Author Contributions
Abule Mehare: funding acquisition, project administration, supervision, data analysis, interpretation, and presentation of the manuscript on workshops. Lamessa T. Abdisa: conception, study design, critical review, revising, and editing of the previous version of the manuscript. Shemelis Kebede Hundie: data curation, formal analysis, methodology, writing – original draft, software, and review and editing.
Acknowledgments
The research team extends its deepest gratitude to the African Economic Research Consortium (AERC) for its generous support, which made this research possible.
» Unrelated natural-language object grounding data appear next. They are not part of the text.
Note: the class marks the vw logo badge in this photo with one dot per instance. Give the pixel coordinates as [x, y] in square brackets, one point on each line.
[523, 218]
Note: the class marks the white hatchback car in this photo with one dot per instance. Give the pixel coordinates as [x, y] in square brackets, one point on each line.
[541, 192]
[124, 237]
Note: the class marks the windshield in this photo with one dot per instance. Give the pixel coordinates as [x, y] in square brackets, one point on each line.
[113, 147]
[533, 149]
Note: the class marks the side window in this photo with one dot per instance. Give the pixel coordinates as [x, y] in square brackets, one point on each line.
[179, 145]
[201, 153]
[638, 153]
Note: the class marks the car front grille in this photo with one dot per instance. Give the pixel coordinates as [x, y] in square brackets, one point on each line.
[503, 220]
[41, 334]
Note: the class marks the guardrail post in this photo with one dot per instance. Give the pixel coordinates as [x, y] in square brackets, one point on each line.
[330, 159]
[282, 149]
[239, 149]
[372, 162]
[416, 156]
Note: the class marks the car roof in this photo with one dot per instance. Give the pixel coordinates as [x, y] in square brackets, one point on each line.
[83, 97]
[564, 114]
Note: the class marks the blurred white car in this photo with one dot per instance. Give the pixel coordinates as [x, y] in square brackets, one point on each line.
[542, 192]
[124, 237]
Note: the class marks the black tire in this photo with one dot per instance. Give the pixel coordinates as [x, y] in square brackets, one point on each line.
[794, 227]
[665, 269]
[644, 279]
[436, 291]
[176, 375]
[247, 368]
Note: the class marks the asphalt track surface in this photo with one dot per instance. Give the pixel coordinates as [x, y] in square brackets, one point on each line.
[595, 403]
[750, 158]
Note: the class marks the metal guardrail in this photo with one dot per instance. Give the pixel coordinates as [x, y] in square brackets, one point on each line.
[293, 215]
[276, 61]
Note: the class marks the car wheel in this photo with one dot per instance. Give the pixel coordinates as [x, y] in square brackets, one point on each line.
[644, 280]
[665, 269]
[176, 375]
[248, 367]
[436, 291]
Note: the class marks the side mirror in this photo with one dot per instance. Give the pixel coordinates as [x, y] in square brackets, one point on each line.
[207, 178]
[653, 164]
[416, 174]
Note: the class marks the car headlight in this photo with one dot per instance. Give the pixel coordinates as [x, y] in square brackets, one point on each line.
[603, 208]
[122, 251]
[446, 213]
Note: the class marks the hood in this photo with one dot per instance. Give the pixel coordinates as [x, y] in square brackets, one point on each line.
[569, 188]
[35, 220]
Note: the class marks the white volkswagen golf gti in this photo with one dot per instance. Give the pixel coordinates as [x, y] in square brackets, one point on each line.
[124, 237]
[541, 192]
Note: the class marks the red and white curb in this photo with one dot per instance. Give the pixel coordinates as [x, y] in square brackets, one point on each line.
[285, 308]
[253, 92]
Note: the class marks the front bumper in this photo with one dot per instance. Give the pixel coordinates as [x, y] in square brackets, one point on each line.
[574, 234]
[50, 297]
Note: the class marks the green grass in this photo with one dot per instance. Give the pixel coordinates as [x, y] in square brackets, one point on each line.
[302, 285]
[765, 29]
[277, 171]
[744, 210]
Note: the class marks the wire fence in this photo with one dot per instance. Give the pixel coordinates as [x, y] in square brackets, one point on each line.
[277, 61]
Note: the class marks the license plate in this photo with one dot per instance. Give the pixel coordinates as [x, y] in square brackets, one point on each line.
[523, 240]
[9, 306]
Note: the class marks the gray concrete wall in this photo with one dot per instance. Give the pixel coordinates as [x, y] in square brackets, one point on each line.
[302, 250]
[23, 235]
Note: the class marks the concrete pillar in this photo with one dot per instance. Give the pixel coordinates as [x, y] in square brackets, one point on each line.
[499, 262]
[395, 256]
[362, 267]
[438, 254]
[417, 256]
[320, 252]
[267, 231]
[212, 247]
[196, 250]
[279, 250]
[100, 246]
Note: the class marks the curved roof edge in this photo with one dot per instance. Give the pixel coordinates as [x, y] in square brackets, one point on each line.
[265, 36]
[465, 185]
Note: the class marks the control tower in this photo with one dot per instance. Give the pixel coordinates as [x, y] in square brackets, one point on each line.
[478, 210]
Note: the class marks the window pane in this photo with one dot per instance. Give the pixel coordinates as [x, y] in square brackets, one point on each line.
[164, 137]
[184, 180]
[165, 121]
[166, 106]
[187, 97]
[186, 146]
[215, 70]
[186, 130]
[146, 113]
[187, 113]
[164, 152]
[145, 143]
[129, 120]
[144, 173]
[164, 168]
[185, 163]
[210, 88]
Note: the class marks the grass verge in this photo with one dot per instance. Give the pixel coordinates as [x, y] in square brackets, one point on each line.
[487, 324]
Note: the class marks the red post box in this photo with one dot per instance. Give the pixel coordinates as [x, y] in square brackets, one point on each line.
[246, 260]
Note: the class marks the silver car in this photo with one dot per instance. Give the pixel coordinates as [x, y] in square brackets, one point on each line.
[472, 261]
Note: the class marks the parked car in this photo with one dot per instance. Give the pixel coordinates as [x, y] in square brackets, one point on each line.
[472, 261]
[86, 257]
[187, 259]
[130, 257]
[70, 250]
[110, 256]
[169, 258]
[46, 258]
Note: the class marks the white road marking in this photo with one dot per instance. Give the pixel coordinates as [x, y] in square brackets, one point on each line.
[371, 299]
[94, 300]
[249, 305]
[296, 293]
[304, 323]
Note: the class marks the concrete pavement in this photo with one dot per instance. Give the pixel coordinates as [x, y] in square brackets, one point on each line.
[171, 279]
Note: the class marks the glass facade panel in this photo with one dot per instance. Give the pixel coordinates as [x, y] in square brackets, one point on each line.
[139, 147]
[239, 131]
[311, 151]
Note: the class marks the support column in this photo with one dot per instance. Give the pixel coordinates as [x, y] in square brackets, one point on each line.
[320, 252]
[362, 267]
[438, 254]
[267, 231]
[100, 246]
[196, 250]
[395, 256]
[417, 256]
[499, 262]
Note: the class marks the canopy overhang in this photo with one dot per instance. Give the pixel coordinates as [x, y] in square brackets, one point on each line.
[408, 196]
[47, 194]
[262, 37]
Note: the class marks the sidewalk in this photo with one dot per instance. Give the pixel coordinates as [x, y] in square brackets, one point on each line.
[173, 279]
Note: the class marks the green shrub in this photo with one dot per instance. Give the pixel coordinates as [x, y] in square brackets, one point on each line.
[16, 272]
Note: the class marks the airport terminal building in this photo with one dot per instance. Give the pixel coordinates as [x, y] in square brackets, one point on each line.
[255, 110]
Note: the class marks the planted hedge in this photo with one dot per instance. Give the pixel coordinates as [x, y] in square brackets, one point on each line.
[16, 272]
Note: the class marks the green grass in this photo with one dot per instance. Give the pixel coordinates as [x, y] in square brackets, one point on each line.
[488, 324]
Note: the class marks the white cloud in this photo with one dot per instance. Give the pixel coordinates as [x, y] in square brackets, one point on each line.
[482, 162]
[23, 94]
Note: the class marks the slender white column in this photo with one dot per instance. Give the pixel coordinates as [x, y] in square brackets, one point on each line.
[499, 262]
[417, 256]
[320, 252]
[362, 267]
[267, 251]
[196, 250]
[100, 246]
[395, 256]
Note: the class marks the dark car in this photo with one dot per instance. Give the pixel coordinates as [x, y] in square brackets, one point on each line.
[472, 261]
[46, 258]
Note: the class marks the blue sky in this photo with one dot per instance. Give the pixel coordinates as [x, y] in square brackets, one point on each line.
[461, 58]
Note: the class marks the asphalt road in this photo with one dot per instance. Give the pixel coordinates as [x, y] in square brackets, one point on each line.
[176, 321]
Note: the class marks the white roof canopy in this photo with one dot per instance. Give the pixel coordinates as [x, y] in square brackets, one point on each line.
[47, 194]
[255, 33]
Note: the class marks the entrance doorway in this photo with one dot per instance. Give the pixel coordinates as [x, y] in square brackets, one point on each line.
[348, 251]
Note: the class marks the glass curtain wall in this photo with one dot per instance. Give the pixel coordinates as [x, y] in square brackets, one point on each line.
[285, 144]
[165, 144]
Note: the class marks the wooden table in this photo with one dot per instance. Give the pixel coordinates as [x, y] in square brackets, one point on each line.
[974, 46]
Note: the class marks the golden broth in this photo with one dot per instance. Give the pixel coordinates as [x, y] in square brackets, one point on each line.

We also acknowledge the invaluable contributions of AERC resource persons, Professor Tomoe Bourdier and Professor Bereket Kebede, whose expertise and insights significantly enriched our work. Additionally, we express our heartfelt appreciation to the project leaders, Dr. Lanoi Maloiy and Dr. Maureen Jepkorir, for their unwavering guidance and meticulous follow-up, both of whom were instrumental in ensuring the successful and timely completion of this research project. The authors gratefully acknowledge the valuable comments and suggestions provided by the anonymous reviewers and Y. Martin on earlier versions of the manuscript, which significantly improved the quality of the paper.
Ethics Statement
The authors have nothing to report.
Consent
The authors have nothing to report.
Conflicts of Interest
The authors declare no conflicts of interest.
Open Research
Data Availability Statement
The data used in this study is the publicly available 2018/2019 and 2021/2022 Ethiopia Socioeconomic Survey (ESS) 2018/2019(ESS4) and is also available on reasonable request to the corresponding author.